THE LATTICE BEHIND THE FACADE
There’s another downside to groups of more than 150 to 200, Gore says. “Beyond some such level, it becomes necessary to impose rules, regulations, procedures and the like that dictate how the cooperation shall be done. Special teams evolve within the lattice structure usually led by someone particularly competent in the discipline or activity of the team. One individual may participate on several such teams and have a leadership role in them. These multi-participant people serve an important liaison function and are often involved ina number of different teams,” Gore says.
To avoid bureaucracy and to reach for that doubling of human capabilities, the company uses the lattice, which has these characteristics:
- No fixed or assigned authority;
- Sponsors, not bosses;
- Natural leadership defined by followership;
- Person-to-person communication;
- Objectives set by those who must make them happen; and
- Tasks and functions organized through commitments.
Leadership “evolves” at the company, according to Daniel D. Johnson, who eventually followed in his former co-worker’s footsteps, leaving Du Pont to join Gore. “You look behind you, and you’ve got people following you.”
In Gore’s view, “Every [successful] organization has a lattice organization that underlies the facade of authoritarian hierarchy. It is through these lattice organizations that things get done. Most of us delight in ‘going around’ the formal procedures and doing things the straightforward and easy way. The legendary subversion of official military procedures by the ‘non-coins’ is an example of this. All astute military leaders utilize this sub rosa lattice.”
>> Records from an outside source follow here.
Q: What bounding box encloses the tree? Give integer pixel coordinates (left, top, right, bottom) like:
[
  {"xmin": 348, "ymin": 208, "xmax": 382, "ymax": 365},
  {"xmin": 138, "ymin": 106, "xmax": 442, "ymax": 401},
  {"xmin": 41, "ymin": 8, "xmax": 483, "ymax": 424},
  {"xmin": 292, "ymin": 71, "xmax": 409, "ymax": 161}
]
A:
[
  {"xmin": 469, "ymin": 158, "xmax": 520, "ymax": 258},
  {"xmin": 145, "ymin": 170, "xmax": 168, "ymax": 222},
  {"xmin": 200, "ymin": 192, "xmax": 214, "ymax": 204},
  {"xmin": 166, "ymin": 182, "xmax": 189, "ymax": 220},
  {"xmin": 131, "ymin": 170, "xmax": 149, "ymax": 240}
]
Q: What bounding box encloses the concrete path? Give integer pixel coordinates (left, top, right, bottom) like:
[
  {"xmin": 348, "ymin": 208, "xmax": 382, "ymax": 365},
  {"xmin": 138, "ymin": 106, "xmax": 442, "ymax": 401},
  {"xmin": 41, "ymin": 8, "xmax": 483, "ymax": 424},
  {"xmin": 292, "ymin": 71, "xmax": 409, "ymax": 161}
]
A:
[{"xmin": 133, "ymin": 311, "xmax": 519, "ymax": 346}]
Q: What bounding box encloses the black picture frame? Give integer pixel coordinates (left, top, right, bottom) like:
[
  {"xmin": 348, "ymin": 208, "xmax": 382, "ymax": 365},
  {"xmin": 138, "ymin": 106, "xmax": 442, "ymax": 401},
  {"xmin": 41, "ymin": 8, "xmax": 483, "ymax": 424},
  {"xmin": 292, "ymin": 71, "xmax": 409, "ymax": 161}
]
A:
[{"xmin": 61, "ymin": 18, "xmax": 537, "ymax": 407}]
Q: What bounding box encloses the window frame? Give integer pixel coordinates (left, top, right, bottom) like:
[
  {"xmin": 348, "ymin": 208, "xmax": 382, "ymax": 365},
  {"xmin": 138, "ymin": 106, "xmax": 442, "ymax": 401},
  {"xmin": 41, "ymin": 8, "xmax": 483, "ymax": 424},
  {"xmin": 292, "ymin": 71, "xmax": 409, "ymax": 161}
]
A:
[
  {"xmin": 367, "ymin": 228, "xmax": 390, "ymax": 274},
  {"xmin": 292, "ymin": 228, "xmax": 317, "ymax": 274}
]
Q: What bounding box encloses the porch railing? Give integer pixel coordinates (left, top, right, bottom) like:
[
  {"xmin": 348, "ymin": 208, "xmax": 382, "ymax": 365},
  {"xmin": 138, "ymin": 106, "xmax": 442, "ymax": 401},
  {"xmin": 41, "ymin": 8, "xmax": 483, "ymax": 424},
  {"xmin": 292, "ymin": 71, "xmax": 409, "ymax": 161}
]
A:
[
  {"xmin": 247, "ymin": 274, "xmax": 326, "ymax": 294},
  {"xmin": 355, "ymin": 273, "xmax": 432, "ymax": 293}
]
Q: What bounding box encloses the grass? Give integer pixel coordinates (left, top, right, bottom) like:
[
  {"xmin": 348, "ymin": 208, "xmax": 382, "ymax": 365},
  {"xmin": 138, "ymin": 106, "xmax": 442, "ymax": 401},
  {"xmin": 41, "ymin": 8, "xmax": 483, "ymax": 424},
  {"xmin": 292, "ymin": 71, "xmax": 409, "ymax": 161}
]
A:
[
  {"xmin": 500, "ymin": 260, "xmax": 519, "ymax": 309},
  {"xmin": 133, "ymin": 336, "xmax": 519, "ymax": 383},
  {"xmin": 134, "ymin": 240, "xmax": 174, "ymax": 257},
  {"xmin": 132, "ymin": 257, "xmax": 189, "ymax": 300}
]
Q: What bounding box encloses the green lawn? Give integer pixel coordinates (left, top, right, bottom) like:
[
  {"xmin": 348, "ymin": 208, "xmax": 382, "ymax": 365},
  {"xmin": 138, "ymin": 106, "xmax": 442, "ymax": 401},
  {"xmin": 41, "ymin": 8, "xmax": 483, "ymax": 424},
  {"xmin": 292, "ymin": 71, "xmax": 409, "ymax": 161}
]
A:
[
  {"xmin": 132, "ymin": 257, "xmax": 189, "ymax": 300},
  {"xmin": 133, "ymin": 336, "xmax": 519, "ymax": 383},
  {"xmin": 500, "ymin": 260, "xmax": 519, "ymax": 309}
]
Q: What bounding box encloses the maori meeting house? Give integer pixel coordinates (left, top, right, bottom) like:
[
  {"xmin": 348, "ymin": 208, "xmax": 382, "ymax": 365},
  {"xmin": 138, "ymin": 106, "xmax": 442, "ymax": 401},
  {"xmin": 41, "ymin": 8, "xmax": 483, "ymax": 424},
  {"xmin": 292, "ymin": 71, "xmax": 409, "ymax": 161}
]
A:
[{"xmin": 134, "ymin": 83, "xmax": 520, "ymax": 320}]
For all his unusual ideas, Gore is not a romantic. He doesn’t propose replacing every aspect of hierarchy with lattices because of what he calls obvious difficulties:
- “Stability and long-term constancy require a firm hand at the helm;
- “Decisions must be made. Complete consensus is never achieved;
- “There seems to be some upper limit for which the lattice is effective; and
- “It’s unrealistic for people to set their own salaries."
VOW TO AVOID BUREAUCRACY
“The rest of Corporate America is only beginning to think about how to motivate employees now that there’s a shrinking hierarchy to slot people into,” Joseph Weber says in the 1990 Business Week article. “But Gore, a quirky, family-held plastics company, has never had much of one: It has been experimenting with an almost free-form management structure for 32 years.... Gore isn’t some little countercultural outfit, mind you. By turning a flexible form of DuPont’s Teflon into Gore-Tex, used in fabrics and assorted medical, electronic, and industrial products, the company has grown into a nearly $700 million a year outfit, whose return on assets and equity puts it in the top 5%, whose sales quintupled in 8 years.”
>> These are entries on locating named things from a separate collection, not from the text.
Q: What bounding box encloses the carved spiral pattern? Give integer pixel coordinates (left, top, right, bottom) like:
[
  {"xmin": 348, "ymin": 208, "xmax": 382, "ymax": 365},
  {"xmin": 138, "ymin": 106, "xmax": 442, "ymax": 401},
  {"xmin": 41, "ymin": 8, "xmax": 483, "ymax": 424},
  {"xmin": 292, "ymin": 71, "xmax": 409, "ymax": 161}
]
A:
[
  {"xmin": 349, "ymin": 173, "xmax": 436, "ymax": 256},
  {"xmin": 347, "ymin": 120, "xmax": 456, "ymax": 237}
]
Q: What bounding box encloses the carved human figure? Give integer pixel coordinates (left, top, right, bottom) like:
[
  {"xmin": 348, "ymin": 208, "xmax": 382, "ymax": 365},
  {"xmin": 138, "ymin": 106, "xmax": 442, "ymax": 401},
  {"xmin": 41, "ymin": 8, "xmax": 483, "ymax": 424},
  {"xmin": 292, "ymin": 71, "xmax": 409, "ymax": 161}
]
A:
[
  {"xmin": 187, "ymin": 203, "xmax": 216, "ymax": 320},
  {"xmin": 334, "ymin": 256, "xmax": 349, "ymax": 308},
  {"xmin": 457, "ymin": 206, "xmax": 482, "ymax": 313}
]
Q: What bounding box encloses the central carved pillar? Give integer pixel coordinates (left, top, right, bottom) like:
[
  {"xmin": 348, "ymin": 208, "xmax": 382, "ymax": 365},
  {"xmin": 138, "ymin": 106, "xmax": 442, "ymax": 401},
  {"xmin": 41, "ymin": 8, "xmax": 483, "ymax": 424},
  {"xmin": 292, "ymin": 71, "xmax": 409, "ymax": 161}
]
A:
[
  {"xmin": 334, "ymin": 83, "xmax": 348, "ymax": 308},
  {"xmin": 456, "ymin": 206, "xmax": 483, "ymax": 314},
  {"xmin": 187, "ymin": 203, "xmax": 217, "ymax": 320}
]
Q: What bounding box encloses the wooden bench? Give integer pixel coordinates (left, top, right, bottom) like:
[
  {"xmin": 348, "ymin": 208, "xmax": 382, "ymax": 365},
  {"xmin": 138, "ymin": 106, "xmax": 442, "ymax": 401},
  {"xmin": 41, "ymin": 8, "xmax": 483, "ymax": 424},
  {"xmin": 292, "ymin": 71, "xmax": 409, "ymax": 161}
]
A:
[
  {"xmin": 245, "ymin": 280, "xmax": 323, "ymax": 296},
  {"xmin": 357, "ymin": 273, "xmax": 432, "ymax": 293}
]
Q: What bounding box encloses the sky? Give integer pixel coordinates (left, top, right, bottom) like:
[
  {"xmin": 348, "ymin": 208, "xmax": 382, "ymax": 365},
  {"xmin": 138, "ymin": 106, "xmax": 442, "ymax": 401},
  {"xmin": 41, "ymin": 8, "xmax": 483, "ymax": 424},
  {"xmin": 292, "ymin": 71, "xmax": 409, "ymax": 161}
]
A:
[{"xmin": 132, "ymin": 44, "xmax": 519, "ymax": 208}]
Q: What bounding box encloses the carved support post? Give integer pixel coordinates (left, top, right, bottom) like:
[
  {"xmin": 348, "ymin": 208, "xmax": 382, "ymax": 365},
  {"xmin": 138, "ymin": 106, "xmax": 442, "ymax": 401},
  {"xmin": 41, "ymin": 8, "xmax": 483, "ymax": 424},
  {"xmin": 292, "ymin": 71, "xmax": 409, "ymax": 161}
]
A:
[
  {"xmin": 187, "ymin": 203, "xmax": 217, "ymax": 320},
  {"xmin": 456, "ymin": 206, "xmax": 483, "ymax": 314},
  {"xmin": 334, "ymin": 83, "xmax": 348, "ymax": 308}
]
As irony would have it, of course, Gore started his own company because “as a DuPont chemist, he couldn’t get his innovation—Teflon coating for electrical wires—marketed by the big company. When he left, he vowed to avoid stifling bureaucracies, so he tossed out the traditional chain of command for a ‘lattice’ system. In it, any staffer may take an idea or complaint to any other: A machine operator can talk directly with plant leaders.”
In his lattice organization paper, Gore gives DuPont credit for inspiring his “ahead of the time” ideas. “The concept of the lattice originated from my consideration of the operation of ‘Task Forces’ created during the 1950s to carry out research and development within the Du Pont Company. The original ideas have been refined and extended over the past 18 years. The record supports the belief that a lattice organization releases and promotes the creativity of human beings.”
Task forces at DuPont and lattices at Gore are just two expressions of the worldwide, simultaneous, uncoordinated “experiment” with boundary crossing teamnets in the past few decades.